There were no new issuances this week, with YTD issuances standing at
SGD19.6bn, or 16% lower if compared to a similar period last year. Issuances
have been lower over the past month due to base rate volatility from the US
Presidential election as well as a near-general market consensus of a FOMC rate
hike in December and general HY credit risk aversion. Rickmers Management
Trust (NR) became the sixth SGD bond to default since 4Q15 after it failed
to service interest on its SGD100m RMTSP 5/17 while Swissco Holdings (NR)
has officially filed for judicial management. Meanwhile, Swiber (NR)

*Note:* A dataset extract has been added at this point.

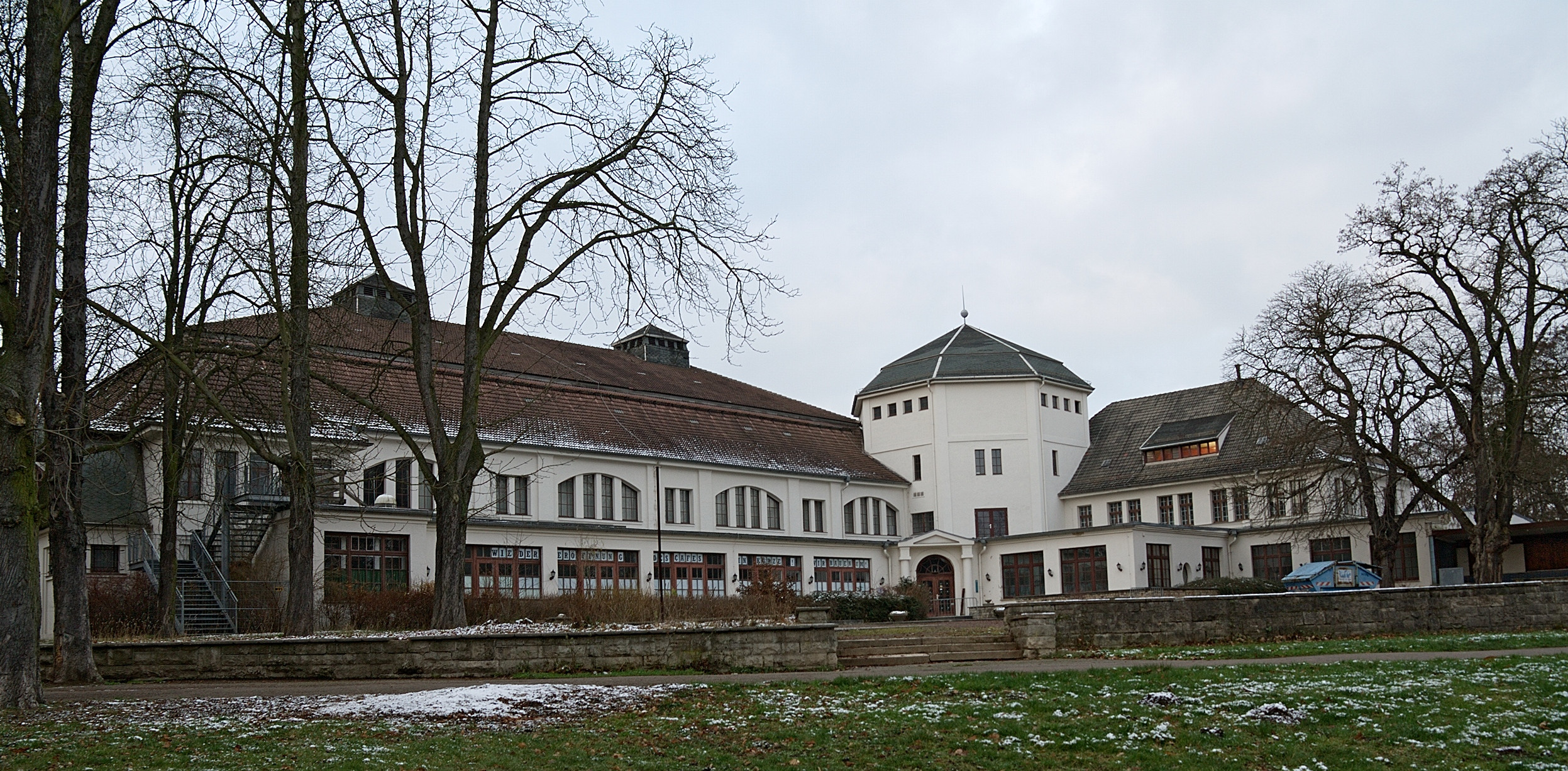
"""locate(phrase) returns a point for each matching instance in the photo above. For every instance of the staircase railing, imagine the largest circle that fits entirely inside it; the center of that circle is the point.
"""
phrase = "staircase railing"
(212, 577)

succeeded in disposing of a vessel that had been mortgaged to DBS for
USD10.25m. Lastly, KrisEnergy (NR) affirmed that it would not be
revising its final terms of its bond consent solicitation exercise. KrisEnergy
had previously revised its initial terms, but bondholders were still unhappy
and were mainly demanding for higher coupons in exchange for the 5 year
maturity extension. According to the upstream O&G player, consent
solicitation approval is required latest by 9-Dec in order to access bridging
facilities to honour its interest payments.
¨
SOR marginally tightened. The short-to-mid swap curves closed
tighter WoW by around 1.5-2.5bps which saw the 2y and 5y close at 1.64% and
2.23% respectively after the keen rise in the SOR post the US presidential
election. Looking ahead, investors will be eyeing the Singapore Nov PMI
(2-Dec), which has rebounded recently after 14 months of consecutive
contractionary expectations.
MYR
CREDIT MARKETS
¨
OPR stayed at 3.0%,
foreign reserves increased to USD98.3bn. BNM kept the policy rate unchanged, indicating that risk of
destabilizing financial imbalances has been contained while expecting headline
inflation for 2016 to be at the lower bound of the projected 2.0-2.5%. The CPI
increased at slower pace of 1.4% YoY in Oct (Sep: 1.5%) on lower retail fuel
prices and communication costs compared to the year earlier. Despite the benign
inflation, our economist expects BNM to be cautious and leave interest rate
unchanged in 2017 given the rising volatility of the currency, although
there is room for a further rate cut should growth fall below expectation in
2017 and if the MYR stabilises at a stronger level. Foreign reserves increased
by USD0.5bn since end-Oct to USD98.3bn as at 15-Nov despite the volatile
foreign currency post-Trump. The MYR calmed last week, weakened 0.9% WoW to
4.4583/USD, from 2.9% and 2.3% in the earlier weeks. The MGS moved sideways
with the 3y and 10y rising 3bps to 3.90% and 4.43% respectively. The MYR2.0bn
10y MGS Reopening auction will be the focus this week where the WI was last
quoted at 4.45/35% last Friday.
¨
Country Garden stays on
negative outlook. RAM
maintained AA3/negative on China’s based property developer premised on its
high adjusted net gearing of 0.99x as at June-16, although its sales jumped
167% YoY to CNY225.6bn in 9MFY16. The rating agency added that its outlook
could revert back to stable if its leverage reduces to 0.7x and sustains a
minimum operating cashflow debt coverage of 0.3x. The corporate market was
quiet. We saw only c.MYR500m issued last week from Bank Muamalat. Liquidity
remained thin in the secondary market with MYR2.1bn changing hands throughout
the week after the spiked of the govvies yields in the previous weeks. Cagamas
’17-‘21 and Khazanah 16’-’17 dominated almost half of the trading volume with
yields generally realigning 11-77bps higher.